Stann Kaplan is washing dishes at home instead of looking for fraud in public housing. He's out of work and not spending money to fix his dishwasher until the partial government shutdown ends.

"Luckily, my wife is working," the enforcement analyst said. "We have a daughter, so if maybe if I was single, it would be a little easier, but a little stressed out."

Stressed out and a bit bored now that he's been furloughed from his job with the U.S. Department of Housing and Urban Development (HUD). The Queens resident normally hunts for waste and theft in the New York City Housing Authority (NYCHA) and other HUD-insured housing developments, with nearly a dozen other federal CPAs in the city, who also furloughed.

"The people who are receiving HUD funds are essentially able to kind of get away with more things, they're not being monitored right now," Kaplan said.

His office has about 300 people, most of them furloughed, too. They would be processing applications for federal funding to house homeless people, and those with special needs.

As for NYCHA, it is not in any immediate jeopardy. It has enough HUD funding to maintain operations through February.

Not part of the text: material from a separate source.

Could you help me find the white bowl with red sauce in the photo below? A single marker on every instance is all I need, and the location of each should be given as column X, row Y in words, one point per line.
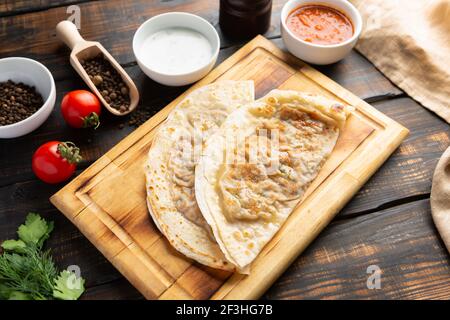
column 320, row 32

"The longer this shutdown goes on, the more dire the situation becomes. We need HUD back up and running — New Yorkers are counting on them," said a spokesperson for the New York City Department of Housing Preservation and Development (HPD).

A spokesperson for the New York City Department of Social Services, which manages the cases for New Yorkers who receive food stamps, said the shutdown hasn't impacted January benefits but could soon result in New Yorkers not getting their benefits.

"If this shutdown continues for much longer, New Yorkers in need could experience serious benefits interruptions or delays. Our social safety net isn't a month-to-month lease — it's a permanent contract. The Trump Administration should stop playing politics with people's lives and reopen the government today to ensure our neighbors get the certainty and services they deserve," Isaac McGinn said in the statement.

Kaplan, meanwhile, applied for unemployment and is getting ready to dip into his retirement savings.

"I don't even care how they resolve it. I just want it to end. I don't care who the winning side is, who the press declares is the winner. I just want this to end, I'd like to go back to work," Kaplan said.

Kaplan said it could be a month until he catches up with the audits that are piling up. Providers said it will take at least a couple weeks for HUD to ramp back up to full speed whenever the shutdown ends — a timeframe that could put payments to them at risk.